Людвиг Людвигович Цинцарь, бывший гонвед австро-венгерской армии, попав в русский плен, строил шлюзы на реке Шексне. После революции стал активным борцом за Советскую власть. Правда, бравый интернационалист, по-русски, помнится, говорил плохо.

– Как он? Русский язык выучил?

– Материться умеет, а что еще? – усмехнулся Алексей. – Как выдаст: «В душу твою колом да в титулярного советника, через два присвиста!», не то что подчиненные – лошади шарахаются! Бюро губкома ему уже два выговора влепило за матюги. Ну, Цинцаря на повышение скоро пошлют, Крымской милицией руководить, он уже и дела сдает. Степанова Виктора не помнишь? Тоже из наших, из Кириллова. Правда, не из солдат, а из матросов балтийских, – с легким сожалением добавил он. – Но не анархист, большевик. Замом у Цинцаря ходит, недавно орденом наградили, за подавление Кронштадтского мятежа.

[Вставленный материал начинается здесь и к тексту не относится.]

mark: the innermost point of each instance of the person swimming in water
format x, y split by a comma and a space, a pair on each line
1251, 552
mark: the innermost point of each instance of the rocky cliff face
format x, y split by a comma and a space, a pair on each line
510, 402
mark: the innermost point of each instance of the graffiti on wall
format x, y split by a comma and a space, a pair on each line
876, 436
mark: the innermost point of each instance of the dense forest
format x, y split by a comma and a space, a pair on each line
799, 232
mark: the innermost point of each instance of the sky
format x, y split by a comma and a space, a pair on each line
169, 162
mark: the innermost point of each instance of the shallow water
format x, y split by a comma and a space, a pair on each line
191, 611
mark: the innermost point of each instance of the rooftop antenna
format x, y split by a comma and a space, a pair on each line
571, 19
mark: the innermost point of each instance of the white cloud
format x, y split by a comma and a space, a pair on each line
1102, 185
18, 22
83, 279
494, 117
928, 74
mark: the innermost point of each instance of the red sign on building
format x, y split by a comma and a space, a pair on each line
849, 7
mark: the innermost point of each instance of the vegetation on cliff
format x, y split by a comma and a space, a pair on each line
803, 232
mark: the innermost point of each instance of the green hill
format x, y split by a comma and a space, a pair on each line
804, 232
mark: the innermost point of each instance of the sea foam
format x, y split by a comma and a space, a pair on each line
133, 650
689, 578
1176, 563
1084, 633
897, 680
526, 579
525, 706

– Кто еще остался? – поинтересовался Николаев, подразумевая тех, кто устанавливал когда-то новую власть в Череповецком уезде. – Я ведь из армии неделю назад пришел, ничего не знаю. Сам понимаешь – встретили, то-сё.

– Жена-то рада небось, – кивнул с пониманием Курманов, а Иван, смущенно кашлянув, не стал рассказывать, что неделю провел у вдовой солдатки.

– Ладно, Алексей Николаевич, – поднялся Николаев со стула, заметив, что друг украдкой поглядывает на стол, где лежали бумаги. – Не буду тебя задерживать, пойду я. Дела у тебя.

– Дел – начать и кончить, – с облегчением сказал Курманов, провожая старинного приятеля. – Ты уж не серчай, Иван Афиногенович. И у нас завал, а что в Поволжье творится – слышал небось?

– Как не слышать, – вздохнул Николаев. – Народ, говорят, с голодухи не то что траву, а мертвяков ест.

– Вот-вот. Думать надо, как Поволжью помочь. Мы не поможем, никто помогать не станет. Прости, – еще раз повинился Алексей. – Давай-ка сегодня вечерком, часов в восемь, а лучше в девять, ко мне домой приходи. Чайку попьем, о жизни поговорим. Я в бывшем доме купца Чеснокова живу, на Социалистической. Ну, бывшая Благовещенская. Там рядом еще училище женское, кирпичное. Ты где остановился?

– Да нигде пока. Думал, с тобой повидаюсь – да засветло и обратно. Брат у меня здесь двоюродный живет, переночевать пустит.

– Подожди-ка, – остановил его Курманов и, отойдя к столу, оторвал от «обойной» тетрадки клочок, нацарапал что-то. – Я тебе записку дам, в Дом крестьянина – на улице Ленина, Крестовская бывшая, найдешь. Возьми, не выделывайся, – всунул Алексей бумажку. – У себя бы поселил, да негде. Значит, жду тебя в девять. Посидим, чайку попьем, по душам поговорим. Ну, давай пять… – протянул он широкую ладонь.

– Будет десять, – пожал Иван протянутую руку и подмигнул начальнику отдела: – Может, взять чего? Вроде… – щелкнул он себя по горлу.

– Н-ну, сам смотри, – неуверенно сказал Алексей. – Из меня-то питок, не очень.